Ed Miliband is right, the promise of an EU referendum won’t win the 2015 election

Ed Miliband understands that people want a government that understands their concerns about Europe but is not obsessed with it.

I feel quite conflicted with Labour leader Ed Miliband’s decision only to hold an EU referendum under a Labour government if the UK is asked to transfer more powers to Brussels. I’m conflicted because, while I am unashamedly pro EU, I dislike what I perceive is a fear of giving people a say.

Undoubtedly, though, this is a clever political move on the part of the Labour leader.
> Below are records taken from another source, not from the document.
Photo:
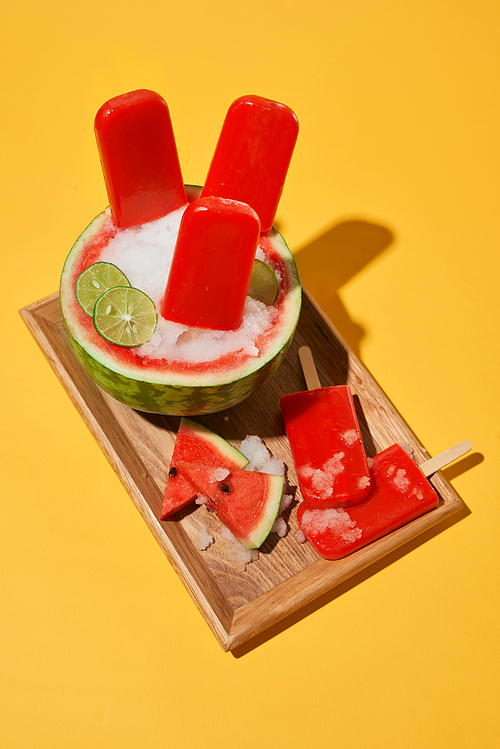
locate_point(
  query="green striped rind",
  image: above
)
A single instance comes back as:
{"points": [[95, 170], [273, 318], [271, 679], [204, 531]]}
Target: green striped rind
{"points": [[222, 449], [167, 392], [176, 400], [275, 491]]}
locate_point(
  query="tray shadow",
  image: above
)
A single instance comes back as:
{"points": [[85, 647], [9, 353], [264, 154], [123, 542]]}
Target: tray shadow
{"points": [[365, 574]]}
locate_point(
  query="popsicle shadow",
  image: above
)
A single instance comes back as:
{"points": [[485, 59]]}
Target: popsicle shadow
{"points": [[328, 262]]}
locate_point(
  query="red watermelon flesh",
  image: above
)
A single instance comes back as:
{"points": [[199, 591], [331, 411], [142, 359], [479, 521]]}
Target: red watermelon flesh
{"points": [[246, 502], [195, 443]]}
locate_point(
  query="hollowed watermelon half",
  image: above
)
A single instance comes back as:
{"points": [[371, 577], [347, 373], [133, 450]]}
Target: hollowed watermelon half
{"points": [[195, 443], [246, 502], [168, 386]]}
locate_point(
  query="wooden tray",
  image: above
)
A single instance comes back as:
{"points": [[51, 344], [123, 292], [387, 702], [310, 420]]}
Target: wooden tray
{"points": [[238, 604]]}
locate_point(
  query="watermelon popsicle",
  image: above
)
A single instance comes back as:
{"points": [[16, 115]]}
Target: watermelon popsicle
{"points": [[399, 493], [212, 264], [139, 158], [326, 443], [252, 155]]}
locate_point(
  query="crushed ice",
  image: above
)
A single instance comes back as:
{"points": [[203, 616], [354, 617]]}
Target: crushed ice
{"points": [[144, 253]]}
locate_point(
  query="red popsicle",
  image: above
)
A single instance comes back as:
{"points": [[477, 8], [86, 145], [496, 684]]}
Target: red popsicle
{"points": [[326, 444], [252, 155], [139, 158], [212, 264], [399, 493]]}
This will leave the Tories to tear themselves apart over Europe and will reassure the business community that, under a Labour government, there will be a sense of certainty going into the next parliament.

As I wrote last week, it is now wrong to call the Tories the party of business – on issues such as immigration and Europe they are starkly at odds with the business community.

And yet I would still quite like an EU referendum in order to put the issue to bed – providing, that is, the UK votes to stay inside the EU, something which is far from guaranteed with the legions of misinformation on Europe pumped out by the tabloids.

As Ed Miliband has made clear today, though, the case for Britain’s continued membership of the EU is strong.

For the left, the continued importance of the European project should be self-evident. Corporations and wealthy individuals already behave globally, and the labour movement will also have to think transnationally unless it wishes to sink into irrelevance and see the social gains of the 20th century wiped out by a borderless capitalism.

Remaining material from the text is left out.